This is a post I wasn’t sure I’d ever be ready to write; it has taken 8 years to finally commit to paper (pixel?). I have been wanting to share what it means to live with complex mental health conditions but have kept a lot to myself because of the fear I have carried about the nature of my diagnosis.
I was diagnosed with Borderline Personality Disorder in my early twenties and have lived in fear of people’s reaction to my illness and the assumptions that accompany it ever since, but I have recently realised that now I am in recovery I might have the power to challenge some of those ideas and assumptions. I will almost certainly write more about this, but for now here’s an outline of how I came to have that label, and how I got to the point of recovery.
When I was about 7 or 8 I started showing behaviours and traits that would later be diagnosed variously as depression, anxiety, and an eating disorder. By the time I was 10 I was self-harming. Throughout my education I would use various damaging coping mechanisms to try and keep intrusive thoughts and low mood at bay, and to keep me functioning well enough to hold down work, education, and a social life. I could be very clingy as a friend, and responded incredibly badly to even the most mild form of rejection. Not being acknowledged in the street could make me catatonic with depression or spark a long string of passive-aggressive and bitchy messages to or about the person who had apparently rejected me. I was stable enough to still have friends – or, in some cases, my friends were kind enough to stick around despite my bullshit – but I was deeply unhappy and felt like I was losing control of my mood, my intellectual capacity, and my relationships.

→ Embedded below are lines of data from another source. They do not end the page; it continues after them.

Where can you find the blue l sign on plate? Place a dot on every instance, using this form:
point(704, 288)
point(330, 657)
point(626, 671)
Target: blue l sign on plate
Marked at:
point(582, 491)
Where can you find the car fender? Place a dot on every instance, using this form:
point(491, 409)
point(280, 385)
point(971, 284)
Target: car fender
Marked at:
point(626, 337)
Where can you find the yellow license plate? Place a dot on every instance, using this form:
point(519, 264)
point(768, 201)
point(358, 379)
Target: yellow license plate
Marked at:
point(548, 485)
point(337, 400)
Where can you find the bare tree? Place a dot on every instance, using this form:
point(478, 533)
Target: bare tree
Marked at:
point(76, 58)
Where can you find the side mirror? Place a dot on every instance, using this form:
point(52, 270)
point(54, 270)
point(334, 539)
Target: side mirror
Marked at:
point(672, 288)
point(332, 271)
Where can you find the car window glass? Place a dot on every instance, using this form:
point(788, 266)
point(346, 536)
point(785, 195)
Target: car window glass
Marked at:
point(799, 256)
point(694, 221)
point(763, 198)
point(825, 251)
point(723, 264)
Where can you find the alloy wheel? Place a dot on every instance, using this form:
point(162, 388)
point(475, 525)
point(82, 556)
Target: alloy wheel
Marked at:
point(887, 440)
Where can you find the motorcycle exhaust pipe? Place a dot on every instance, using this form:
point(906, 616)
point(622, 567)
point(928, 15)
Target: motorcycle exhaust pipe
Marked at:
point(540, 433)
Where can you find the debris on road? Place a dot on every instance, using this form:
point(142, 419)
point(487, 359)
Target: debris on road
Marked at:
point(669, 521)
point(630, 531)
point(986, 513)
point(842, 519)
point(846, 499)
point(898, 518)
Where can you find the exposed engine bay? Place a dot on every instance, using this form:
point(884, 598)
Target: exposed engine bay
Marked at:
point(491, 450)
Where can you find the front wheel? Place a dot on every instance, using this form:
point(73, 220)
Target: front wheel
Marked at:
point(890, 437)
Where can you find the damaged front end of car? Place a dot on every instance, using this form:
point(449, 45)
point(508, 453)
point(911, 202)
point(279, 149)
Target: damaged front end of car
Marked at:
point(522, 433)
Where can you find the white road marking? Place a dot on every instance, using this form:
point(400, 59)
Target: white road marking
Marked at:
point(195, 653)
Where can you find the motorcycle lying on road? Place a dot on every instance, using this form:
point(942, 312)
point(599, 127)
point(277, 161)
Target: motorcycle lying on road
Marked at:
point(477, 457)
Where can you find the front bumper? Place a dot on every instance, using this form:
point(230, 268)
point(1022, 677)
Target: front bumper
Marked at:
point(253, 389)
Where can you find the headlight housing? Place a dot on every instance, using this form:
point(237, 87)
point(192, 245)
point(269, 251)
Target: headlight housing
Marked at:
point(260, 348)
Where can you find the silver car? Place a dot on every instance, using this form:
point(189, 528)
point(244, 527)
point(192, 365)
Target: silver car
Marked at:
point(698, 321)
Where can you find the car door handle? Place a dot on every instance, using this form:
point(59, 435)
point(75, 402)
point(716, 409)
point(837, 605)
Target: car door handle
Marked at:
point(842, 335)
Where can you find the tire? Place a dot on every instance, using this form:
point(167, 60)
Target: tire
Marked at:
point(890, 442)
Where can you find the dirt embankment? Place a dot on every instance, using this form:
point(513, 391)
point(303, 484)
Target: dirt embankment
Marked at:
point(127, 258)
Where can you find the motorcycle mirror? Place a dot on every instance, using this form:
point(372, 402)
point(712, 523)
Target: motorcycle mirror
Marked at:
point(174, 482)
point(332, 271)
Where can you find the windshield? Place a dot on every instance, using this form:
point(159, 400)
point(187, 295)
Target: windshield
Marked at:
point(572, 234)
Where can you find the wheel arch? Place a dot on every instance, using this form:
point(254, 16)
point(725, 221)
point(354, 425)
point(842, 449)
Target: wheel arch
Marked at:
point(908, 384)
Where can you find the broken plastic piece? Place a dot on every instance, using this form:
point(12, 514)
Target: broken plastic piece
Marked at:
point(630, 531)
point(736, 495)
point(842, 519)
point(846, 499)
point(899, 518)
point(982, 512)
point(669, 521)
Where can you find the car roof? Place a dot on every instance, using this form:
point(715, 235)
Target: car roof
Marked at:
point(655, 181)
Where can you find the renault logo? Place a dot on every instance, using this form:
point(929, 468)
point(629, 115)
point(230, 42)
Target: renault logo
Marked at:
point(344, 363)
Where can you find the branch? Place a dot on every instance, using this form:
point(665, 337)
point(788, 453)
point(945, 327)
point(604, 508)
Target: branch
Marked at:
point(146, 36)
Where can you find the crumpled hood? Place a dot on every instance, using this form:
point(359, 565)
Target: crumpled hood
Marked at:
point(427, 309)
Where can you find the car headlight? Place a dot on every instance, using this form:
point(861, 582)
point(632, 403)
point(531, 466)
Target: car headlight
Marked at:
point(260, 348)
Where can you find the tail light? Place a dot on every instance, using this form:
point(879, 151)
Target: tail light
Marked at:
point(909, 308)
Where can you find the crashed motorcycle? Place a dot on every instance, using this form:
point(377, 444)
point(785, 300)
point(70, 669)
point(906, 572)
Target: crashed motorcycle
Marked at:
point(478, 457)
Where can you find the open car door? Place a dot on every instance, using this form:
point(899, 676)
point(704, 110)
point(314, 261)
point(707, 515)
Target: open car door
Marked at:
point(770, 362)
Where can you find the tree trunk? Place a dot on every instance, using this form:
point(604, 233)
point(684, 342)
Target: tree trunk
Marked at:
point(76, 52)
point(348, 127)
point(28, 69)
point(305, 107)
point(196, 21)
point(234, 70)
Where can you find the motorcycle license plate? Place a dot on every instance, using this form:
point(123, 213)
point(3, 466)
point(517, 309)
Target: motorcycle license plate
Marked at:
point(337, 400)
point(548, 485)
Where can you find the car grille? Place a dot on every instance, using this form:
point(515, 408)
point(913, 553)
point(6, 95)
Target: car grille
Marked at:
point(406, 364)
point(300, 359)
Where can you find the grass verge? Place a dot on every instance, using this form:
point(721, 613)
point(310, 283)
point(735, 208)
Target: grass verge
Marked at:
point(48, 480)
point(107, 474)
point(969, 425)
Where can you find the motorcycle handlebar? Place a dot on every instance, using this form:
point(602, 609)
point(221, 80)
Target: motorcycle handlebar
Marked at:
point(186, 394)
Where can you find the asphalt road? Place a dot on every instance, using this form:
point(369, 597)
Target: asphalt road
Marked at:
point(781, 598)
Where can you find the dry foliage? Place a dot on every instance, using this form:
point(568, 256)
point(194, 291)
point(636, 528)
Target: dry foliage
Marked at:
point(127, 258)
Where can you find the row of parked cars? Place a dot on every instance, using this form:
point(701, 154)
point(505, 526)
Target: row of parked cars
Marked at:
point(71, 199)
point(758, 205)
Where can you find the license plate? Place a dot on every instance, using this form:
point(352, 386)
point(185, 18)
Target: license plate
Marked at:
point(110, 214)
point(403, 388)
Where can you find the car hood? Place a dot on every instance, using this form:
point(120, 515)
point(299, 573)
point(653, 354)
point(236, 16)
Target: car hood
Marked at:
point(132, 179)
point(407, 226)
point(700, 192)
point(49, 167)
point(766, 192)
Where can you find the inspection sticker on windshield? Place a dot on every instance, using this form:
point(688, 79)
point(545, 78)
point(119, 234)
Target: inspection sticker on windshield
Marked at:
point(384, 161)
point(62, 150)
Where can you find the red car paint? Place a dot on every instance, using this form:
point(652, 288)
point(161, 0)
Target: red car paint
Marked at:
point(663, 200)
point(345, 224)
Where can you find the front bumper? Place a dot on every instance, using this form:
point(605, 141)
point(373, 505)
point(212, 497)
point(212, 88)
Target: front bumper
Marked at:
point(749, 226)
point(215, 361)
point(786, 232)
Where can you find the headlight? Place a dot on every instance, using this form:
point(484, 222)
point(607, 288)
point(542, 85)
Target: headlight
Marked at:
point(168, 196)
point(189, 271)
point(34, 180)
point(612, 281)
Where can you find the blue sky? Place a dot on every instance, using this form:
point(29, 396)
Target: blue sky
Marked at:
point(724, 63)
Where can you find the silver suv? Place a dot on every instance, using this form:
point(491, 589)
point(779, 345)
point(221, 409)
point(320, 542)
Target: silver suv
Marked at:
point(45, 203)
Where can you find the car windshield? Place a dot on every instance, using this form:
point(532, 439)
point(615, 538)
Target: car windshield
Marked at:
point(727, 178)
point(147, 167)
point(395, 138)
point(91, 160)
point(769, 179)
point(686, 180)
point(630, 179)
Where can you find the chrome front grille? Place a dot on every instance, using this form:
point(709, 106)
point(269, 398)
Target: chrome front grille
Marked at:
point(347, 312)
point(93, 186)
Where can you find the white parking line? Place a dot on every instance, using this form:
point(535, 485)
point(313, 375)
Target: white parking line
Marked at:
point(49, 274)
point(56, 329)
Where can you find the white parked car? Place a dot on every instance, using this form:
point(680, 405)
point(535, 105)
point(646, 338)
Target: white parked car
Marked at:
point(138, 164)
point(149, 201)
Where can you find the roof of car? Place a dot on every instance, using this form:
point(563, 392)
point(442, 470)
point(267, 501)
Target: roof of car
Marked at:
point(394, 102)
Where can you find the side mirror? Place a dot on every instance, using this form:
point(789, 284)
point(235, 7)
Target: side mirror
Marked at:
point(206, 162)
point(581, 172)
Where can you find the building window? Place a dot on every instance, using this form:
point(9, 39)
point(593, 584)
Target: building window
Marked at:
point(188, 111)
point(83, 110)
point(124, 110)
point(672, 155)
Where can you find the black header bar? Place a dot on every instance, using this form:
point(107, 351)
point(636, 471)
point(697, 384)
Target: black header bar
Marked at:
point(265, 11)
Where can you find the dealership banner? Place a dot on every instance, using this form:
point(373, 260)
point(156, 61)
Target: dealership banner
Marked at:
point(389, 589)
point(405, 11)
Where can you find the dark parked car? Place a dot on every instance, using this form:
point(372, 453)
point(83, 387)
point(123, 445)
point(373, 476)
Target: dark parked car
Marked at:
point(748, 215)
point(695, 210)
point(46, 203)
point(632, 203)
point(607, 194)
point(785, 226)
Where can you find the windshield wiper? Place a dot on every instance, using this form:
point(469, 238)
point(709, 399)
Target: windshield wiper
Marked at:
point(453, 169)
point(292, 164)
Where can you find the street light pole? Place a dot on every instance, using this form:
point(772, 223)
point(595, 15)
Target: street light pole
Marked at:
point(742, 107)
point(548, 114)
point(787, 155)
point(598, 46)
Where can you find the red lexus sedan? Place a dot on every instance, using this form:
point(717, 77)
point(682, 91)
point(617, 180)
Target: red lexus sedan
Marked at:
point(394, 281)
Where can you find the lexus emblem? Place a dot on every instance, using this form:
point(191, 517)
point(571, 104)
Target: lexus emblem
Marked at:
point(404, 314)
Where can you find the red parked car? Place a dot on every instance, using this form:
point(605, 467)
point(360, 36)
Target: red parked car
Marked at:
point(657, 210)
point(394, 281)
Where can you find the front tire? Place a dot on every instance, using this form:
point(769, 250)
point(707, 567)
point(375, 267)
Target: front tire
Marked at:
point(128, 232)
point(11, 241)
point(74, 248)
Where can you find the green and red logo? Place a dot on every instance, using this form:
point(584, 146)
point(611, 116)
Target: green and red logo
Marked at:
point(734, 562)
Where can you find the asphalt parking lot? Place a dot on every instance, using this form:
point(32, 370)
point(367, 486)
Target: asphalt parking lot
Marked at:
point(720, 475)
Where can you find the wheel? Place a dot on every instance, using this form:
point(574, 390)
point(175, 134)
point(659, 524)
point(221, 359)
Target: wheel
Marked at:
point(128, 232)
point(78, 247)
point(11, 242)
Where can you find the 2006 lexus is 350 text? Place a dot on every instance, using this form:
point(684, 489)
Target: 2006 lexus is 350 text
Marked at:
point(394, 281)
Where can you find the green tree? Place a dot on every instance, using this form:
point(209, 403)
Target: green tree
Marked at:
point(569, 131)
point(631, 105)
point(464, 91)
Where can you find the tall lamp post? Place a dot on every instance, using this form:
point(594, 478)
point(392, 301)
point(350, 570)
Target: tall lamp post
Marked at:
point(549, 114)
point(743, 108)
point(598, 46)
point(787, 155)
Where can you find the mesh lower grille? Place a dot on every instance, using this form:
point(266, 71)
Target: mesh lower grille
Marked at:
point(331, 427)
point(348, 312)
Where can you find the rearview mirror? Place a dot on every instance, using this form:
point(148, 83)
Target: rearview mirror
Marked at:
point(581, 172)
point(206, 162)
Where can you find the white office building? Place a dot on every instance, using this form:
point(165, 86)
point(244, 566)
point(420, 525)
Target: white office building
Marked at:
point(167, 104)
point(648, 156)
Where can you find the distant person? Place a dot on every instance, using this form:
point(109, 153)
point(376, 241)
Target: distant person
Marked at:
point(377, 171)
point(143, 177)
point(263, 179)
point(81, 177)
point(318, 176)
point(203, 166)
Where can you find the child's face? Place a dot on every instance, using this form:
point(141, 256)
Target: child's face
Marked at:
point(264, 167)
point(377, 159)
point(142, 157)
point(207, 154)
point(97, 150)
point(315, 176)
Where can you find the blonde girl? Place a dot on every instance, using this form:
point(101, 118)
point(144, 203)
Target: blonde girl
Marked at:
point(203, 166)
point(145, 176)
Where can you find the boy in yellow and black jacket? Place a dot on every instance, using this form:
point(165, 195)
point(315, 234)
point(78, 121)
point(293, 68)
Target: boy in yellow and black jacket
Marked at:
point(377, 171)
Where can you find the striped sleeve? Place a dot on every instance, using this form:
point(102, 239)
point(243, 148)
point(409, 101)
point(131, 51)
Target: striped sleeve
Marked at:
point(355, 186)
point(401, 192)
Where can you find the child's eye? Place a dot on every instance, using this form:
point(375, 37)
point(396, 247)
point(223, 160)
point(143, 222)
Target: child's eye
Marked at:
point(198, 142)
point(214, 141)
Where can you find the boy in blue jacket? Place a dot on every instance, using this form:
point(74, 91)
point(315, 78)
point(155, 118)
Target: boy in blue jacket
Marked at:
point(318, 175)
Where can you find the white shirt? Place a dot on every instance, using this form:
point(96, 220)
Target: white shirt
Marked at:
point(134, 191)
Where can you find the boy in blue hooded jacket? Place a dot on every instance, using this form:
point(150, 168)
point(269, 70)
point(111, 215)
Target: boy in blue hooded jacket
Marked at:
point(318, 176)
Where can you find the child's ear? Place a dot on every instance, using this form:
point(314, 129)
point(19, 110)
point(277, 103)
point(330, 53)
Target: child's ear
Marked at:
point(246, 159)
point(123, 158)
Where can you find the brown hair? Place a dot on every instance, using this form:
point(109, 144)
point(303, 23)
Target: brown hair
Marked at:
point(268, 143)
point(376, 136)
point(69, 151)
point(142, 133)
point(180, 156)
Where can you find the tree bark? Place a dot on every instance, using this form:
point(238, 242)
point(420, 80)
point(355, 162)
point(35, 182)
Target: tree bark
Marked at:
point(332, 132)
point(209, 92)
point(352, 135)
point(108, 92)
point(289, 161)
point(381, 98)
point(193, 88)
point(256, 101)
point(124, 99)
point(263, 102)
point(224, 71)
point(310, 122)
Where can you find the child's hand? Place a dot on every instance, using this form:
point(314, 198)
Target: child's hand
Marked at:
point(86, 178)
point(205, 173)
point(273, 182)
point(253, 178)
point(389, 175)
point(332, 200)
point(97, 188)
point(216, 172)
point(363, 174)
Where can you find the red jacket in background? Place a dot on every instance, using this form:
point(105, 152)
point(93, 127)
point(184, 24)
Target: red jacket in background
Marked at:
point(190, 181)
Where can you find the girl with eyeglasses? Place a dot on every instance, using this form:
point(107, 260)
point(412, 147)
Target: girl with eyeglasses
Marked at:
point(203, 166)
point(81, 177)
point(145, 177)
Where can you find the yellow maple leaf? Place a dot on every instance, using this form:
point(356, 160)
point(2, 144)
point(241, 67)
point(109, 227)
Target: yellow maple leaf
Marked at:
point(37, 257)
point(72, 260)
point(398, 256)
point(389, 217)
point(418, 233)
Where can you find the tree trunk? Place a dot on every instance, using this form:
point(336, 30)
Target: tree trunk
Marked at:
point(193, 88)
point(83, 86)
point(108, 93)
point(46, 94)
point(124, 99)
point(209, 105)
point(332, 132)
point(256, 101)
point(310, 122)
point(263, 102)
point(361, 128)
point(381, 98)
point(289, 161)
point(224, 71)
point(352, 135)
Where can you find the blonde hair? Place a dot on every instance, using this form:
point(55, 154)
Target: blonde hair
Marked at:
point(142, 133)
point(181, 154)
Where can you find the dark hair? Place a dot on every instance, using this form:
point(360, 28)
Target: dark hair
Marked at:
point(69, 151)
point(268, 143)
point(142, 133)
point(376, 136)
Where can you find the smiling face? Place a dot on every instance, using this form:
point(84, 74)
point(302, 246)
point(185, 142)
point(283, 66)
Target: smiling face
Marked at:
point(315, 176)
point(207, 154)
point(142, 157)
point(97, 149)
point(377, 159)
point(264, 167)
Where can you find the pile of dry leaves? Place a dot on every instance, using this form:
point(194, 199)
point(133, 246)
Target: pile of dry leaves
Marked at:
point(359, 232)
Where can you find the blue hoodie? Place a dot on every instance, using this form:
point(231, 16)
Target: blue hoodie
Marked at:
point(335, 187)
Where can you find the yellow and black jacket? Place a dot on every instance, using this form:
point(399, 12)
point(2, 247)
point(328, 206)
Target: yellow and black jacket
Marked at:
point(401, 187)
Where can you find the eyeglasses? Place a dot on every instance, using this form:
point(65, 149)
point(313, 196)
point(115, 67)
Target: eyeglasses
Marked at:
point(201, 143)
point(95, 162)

When I was 23, after trying every form of SSRI (then) in existence, along with mood stabilisers and a very long course of psychodynamic therapy, I was stuck in a cycle of behaviours that would see me become deeply suicidal and presenting regularly at A&E either to try and prevent harm or to treat it. Often I went alone and didn’t tell anyone. Sometimes I managed to find someone to come with me. Going back to the GP after one such incident, which saw me admitted overnight and then discharged when no inpatient beds were available, she asked if I had ever heard of Borderline Personality Disorder. I had, and had even been told by some of my more learned friends to seek a diagnosis, but I deeply feared what it meant about me.
I had heard that Personality Disorder was a kind of illness that ‘psychos’ had. I had heard that Personality Disorders were ‘incurable’ and that people who had them would never work. One friend, ordinarily one of the most compassionate people I know, had gone so far as to tell me to ensure I never had a diagnosis of PD because, “those people are awful; you don’t want to be associated with them”.
I went from the GP that day with a sense of relief (“it has a name! I’m not a fuckup!”) and dread (“I have a disorder of the personality, I am such a fuckup”). I started a new course of meds that included a mood stabiliser, and eventually went back to the GP and asked about how to get some decent treatment.
Getting to access treatment would be a 3 year process, but I was finally able to attend the Complex Needs service near where I was living after another year at university. The service offered was a form of specialist treatment called a Therapeutic Community, in which people come together and work alongside one another for a fixed period of time (in my case, 18 months), meeting a few times a week and committing to offering support to one another by phone in the meantime. Any time. I took support calls from others at midnight whilst at a church conference in Chicago, and called out for support myself when I was feeling suicidal late at night. The support of people whose emotional landscape was congruent with mine, and who were willing and able to work with me, was enormously beneficial.
I have been in recovery since being part of the TC, but still have ups and downs. When I am not feeling well, I can still be hurt by a small rejection, or become overwhelmed by intrusive thoughts of failure or disaster, but even then I am usually able to do my job and keep a hold of my commitments.
I’m proud of the work I put into my recovery, and grateful for the support I had to get there. There’s no doubt that without treatment designed for my condition and funded by the NHS I would not be able to do the things I can do today.